Understanding the Regiment’s government

11/9/2008

Kenneth Burchfiel fdHG

The Regiment, based in the Canton of Spengler, is unique from the rest of the city in plenty of ways. One of their most noticeable contrasts with Albeit proper, however, is the unique government they employ. Although every Canton has some form of regional politics, the Regiment has a system all to itself.

Within the Canton of Spengler lie five Provinces, each of which is then divided into nine Regions. The Regiment’s government, then, assumes three distinct Tiers: the regional, the provincial and the “Regimental.” It parallels the Local, Statewide and National system of American government,

The Regimental government and each province and region all have two main government buildings: a Political Quarters, which houses the politicians, and the Political Forum, in which the politicians converse with those below them. Each Political Quarters houses five leaders, meaning there is never one lone executive—even in the Regimental branch. Taking into account the number of provinces and regions, there are 45 regional leaders, 25 provincial leaders and 5 regimental leaders, or “Chiefs.” These 75 people comprise the entire legislative and executive branch of the regiment.

Each group of five leaders has three specific roles. First, they are obligated to listen to the advice of the lower Tier before voting on an issue. For example, if the Southwest province’s group of five is voting on whether or not to change the design of its traffic lights, they are to hold a hearing in the political forum in which Southwest’s 45 regional leaders try to sway their position one way or another. The general public performs the role of advisers for regional issues, allowing them some say in local legislation.

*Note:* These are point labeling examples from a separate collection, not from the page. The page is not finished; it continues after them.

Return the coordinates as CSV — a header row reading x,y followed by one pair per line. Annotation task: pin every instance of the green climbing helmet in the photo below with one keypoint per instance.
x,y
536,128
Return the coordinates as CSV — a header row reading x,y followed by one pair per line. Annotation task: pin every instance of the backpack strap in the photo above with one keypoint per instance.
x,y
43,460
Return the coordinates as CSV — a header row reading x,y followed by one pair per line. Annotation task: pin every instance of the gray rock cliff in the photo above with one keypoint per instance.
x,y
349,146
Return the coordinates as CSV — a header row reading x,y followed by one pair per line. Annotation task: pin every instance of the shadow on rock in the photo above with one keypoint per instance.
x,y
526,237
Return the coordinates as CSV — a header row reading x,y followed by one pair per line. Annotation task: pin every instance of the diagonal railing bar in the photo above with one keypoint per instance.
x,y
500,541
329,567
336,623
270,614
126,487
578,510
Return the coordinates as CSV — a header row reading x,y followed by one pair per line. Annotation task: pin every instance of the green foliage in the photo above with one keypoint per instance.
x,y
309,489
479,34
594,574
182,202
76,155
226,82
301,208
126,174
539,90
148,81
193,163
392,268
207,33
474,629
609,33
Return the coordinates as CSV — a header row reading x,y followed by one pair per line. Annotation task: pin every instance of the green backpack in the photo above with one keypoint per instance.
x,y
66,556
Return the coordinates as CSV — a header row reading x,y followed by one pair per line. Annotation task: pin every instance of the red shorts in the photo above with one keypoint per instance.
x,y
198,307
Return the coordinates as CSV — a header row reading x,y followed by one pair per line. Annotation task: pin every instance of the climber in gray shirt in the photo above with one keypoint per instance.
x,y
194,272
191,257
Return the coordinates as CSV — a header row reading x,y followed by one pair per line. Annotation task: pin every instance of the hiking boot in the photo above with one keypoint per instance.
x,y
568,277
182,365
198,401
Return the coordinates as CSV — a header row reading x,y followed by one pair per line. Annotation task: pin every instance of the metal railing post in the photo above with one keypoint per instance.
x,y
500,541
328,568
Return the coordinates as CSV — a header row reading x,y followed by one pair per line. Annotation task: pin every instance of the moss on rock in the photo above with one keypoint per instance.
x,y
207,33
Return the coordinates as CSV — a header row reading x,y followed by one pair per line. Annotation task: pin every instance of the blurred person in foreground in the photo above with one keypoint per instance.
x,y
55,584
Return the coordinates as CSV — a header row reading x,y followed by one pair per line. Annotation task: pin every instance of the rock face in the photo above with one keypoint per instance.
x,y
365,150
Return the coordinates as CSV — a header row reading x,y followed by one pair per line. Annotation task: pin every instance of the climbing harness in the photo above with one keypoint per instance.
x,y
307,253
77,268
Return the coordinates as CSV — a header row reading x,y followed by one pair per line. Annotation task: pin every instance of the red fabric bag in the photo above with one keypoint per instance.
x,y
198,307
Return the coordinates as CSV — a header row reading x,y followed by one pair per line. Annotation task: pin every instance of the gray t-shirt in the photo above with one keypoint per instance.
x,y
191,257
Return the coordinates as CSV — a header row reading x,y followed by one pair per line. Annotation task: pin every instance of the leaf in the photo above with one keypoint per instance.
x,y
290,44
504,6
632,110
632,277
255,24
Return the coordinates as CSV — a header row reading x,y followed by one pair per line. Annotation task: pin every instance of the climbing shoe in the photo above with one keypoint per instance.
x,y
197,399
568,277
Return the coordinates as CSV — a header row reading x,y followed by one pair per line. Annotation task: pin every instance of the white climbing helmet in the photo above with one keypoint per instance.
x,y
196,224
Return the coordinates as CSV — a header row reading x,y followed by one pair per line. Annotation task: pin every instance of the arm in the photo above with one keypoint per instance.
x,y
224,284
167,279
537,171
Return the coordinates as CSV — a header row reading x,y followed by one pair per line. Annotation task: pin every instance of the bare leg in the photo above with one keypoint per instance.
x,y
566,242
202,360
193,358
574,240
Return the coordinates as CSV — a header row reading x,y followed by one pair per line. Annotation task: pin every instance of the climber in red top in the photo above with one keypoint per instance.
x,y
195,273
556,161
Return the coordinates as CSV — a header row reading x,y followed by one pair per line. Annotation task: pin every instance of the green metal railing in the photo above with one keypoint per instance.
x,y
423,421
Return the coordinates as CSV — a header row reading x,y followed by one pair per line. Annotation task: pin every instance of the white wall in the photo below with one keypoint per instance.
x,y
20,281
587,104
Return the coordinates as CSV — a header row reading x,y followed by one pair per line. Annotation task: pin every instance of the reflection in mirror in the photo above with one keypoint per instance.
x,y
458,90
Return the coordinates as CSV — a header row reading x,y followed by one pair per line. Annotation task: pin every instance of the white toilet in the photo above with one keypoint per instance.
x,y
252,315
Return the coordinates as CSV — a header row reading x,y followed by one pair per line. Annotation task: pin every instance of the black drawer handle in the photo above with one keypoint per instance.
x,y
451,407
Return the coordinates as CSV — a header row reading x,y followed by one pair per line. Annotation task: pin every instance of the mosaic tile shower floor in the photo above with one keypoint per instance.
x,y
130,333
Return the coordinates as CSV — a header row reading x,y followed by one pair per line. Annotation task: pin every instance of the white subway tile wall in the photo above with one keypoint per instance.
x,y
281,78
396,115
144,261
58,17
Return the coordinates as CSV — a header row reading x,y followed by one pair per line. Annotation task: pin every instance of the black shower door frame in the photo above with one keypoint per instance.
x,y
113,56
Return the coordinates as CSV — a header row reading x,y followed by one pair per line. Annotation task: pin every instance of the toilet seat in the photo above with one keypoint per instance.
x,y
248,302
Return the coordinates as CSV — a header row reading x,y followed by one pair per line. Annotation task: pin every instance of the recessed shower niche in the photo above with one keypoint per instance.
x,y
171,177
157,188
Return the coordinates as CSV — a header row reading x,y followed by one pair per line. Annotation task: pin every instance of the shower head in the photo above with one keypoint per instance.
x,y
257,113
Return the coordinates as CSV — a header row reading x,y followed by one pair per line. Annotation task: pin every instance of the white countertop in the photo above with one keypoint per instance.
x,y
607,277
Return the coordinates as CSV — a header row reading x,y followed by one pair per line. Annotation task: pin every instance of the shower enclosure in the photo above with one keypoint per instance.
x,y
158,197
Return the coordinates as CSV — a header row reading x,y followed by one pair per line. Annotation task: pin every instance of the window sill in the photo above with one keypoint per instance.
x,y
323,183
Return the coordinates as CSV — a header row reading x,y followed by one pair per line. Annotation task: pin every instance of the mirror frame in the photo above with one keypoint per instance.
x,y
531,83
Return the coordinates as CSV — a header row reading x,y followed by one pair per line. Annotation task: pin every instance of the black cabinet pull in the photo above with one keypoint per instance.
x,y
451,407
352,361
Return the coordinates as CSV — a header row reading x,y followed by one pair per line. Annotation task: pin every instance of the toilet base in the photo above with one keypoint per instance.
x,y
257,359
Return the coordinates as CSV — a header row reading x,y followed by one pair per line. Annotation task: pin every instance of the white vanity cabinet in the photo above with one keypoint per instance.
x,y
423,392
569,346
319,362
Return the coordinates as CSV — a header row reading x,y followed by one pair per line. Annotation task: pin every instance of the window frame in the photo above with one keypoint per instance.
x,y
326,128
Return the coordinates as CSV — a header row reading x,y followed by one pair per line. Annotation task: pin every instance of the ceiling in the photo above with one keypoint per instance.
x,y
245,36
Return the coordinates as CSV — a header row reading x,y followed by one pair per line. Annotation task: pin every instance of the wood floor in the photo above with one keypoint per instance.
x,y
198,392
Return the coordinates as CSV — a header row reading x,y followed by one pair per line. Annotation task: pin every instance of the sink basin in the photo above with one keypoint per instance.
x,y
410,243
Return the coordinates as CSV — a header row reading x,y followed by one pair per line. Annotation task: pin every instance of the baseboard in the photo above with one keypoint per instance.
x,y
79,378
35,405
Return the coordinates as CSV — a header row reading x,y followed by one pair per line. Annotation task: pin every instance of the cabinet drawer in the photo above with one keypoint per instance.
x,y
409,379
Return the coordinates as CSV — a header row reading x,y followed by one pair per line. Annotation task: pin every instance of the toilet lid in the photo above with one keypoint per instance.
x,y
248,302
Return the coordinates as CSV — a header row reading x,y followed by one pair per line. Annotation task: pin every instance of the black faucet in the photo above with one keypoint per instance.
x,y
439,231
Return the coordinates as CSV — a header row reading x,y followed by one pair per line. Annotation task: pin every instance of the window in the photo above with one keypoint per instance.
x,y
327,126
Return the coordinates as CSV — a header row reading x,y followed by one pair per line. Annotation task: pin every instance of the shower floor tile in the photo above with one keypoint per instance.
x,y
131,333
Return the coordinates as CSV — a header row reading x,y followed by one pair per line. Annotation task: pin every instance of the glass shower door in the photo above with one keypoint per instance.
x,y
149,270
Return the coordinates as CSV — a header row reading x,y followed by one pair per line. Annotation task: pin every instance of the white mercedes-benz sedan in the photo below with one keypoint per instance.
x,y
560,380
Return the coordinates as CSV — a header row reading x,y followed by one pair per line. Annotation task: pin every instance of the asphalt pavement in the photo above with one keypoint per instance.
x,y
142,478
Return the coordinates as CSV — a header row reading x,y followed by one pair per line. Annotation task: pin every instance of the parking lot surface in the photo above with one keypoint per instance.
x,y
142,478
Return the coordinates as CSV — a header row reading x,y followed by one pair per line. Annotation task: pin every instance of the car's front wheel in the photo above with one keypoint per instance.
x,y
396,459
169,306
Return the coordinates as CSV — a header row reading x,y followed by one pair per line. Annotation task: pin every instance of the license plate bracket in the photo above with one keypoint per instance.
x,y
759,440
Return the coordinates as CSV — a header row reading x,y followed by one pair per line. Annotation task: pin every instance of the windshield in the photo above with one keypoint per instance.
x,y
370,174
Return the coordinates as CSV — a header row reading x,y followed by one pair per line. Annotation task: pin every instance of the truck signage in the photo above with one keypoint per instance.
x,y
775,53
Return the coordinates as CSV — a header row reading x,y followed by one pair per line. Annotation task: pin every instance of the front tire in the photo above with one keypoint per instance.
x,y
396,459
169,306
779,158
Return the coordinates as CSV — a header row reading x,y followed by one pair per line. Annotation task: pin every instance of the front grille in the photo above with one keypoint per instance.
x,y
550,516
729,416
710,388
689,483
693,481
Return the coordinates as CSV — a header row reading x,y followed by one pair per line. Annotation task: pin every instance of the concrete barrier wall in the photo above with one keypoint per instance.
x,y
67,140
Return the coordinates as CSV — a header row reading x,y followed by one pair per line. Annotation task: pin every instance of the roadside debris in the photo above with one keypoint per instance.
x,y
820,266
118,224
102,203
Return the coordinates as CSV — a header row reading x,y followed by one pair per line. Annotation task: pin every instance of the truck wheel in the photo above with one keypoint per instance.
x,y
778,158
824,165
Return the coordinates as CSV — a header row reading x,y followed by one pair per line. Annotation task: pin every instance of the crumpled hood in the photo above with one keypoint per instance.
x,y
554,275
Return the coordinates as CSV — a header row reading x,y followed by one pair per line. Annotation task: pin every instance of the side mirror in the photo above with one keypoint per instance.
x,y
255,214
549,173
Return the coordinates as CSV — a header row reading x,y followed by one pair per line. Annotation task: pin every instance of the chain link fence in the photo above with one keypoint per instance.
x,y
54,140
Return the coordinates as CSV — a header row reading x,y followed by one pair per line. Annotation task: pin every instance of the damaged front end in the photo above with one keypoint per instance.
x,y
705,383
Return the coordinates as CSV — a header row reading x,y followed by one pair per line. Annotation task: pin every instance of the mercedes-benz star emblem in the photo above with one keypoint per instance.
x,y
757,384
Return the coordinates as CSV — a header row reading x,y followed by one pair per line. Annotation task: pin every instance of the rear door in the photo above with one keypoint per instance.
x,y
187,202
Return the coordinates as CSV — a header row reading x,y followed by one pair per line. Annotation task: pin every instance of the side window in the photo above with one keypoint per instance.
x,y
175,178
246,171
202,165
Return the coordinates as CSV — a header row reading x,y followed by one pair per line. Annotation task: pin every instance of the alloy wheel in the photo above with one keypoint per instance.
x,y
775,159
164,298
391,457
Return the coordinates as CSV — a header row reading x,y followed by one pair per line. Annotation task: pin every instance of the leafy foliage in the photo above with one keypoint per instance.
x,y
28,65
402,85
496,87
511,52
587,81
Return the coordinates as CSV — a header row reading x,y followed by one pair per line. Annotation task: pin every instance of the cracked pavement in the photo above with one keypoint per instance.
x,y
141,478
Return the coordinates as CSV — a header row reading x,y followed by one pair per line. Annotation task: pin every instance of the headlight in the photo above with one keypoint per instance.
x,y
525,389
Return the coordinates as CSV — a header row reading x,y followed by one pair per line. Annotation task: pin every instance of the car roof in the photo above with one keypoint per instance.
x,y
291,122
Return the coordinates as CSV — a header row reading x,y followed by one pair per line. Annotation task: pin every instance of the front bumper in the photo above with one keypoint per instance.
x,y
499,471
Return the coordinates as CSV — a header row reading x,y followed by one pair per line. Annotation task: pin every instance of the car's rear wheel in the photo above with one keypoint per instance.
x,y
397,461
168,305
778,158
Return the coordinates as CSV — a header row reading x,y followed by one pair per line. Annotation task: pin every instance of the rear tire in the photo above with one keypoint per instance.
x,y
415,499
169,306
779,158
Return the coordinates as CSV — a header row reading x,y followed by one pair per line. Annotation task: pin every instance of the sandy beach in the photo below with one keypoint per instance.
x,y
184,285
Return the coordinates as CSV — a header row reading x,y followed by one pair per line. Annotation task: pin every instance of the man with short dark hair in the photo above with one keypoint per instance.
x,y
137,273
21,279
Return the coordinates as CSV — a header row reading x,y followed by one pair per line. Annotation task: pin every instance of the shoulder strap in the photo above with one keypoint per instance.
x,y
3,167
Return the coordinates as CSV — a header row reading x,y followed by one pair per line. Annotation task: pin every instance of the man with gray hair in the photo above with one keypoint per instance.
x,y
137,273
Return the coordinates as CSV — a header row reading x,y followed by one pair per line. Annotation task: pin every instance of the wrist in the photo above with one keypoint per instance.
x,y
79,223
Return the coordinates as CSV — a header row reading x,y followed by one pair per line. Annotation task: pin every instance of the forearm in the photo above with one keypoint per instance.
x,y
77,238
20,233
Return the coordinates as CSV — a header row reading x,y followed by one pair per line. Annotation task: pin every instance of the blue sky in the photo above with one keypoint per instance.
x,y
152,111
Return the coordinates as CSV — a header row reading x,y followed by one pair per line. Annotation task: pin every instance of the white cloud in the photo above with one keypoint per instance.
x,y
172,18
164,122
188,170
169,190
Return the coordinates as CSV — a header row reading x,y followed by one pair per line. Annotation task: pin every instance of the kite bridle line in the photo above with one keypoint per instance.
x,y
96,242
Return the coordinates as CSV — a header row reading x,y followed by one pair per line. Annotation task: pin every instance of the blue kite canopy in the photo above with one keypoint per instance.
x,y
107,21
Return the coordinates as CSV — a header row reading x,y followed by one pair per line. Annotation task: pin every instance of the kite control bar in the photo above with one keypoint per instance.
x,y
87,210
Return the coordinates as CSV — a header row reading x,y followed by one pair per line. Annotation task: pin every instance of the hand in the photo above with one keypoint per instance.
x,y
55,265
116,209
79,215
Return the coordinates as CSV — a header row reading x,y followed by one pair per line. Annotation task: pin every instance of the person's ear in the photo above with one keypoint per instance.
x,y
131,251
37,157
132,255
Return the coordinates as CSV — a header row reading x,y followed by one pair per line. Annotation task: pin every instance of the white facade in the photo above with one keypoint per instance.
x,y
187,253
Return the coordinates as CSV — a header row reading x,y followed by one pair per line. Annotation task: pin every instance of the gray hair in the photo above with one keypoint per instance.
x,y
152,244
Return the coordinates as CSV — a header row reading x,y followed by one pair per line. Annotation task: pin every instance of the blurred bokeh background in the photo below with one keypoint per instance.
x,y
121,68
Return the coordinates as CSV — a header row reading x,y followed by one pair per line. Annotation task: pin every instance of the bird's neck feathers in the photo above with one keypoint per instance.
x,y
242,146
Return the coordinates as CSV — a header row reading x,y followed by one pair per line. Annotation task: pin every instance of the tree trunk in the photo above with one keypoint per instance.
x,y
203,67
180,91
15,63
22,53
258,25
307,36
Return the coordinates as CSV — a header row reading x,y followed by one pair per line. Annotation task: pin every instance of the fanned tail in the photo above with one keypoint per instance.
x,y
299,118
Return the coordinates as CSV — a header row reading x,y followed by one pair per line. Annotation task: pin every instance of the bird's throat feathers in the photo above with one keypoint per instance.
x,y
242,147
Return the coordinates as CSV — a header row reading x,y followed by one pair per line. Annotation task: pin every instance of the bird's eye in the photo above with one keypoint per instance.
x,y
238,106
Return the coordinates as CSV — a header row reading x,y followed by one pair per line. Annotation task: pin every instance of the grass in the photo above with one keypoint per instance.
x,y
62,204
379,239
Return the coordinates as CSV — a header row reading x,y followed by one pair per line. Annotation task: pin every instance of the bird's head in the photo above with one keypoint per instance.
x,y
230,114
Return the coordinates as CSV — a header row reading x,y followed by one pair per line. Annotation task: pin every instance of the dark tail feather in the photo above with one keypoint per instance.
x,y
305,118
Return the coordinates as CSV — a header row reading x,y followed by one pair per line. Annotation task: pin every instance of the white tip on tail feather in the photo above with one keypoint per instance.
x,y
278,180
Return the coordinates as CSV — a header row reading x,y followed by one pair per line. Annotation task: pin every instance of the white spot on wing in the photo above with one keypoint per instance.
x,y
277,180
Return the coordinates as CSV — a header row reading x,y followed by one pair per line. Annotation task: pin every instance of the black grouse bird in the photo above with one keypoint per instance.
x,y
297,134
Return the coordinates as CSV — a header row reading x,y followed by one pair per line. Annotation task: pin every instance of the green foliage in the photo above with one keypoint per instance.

After listening to the advice and opinions of lower-rank politicians, the leaders then vote on the issues at hand. These votes are performed in the Political Quarters, meaning each group of five can decide major issues while eating breakfast or watching television. All votes are decided by majority rule, meaning nearly all issues are settled with just one round of ballots.

Finally, each Tier has the duty of electing the government positions above them. The citizens of a region vote for that region’s five leaders; each province’s 45 leaders come together to vote for the five provincial leaders; the 25 provincial leaders in Spengler vote on the five Chiefs of the Regiment. While this system of elections does not allow much in the way of public participation, it gives each group of five reason to listen to the advice of the lower Tiers; after all, they depend on the Tier below them for votes in the election.

There are more than 75 members of government, of course. The judicial system—independent of the executive and legislative groups—has a final authority in politics. Each group of five has dozens of office workers, secretaries, spokespeople and managers at their service. Nevertheless, it is these 75 executives, legislators and electors that comprise the core of the Regiment’s government. What they say and do makes a direct impact on the condition—and the future—of the Regiment.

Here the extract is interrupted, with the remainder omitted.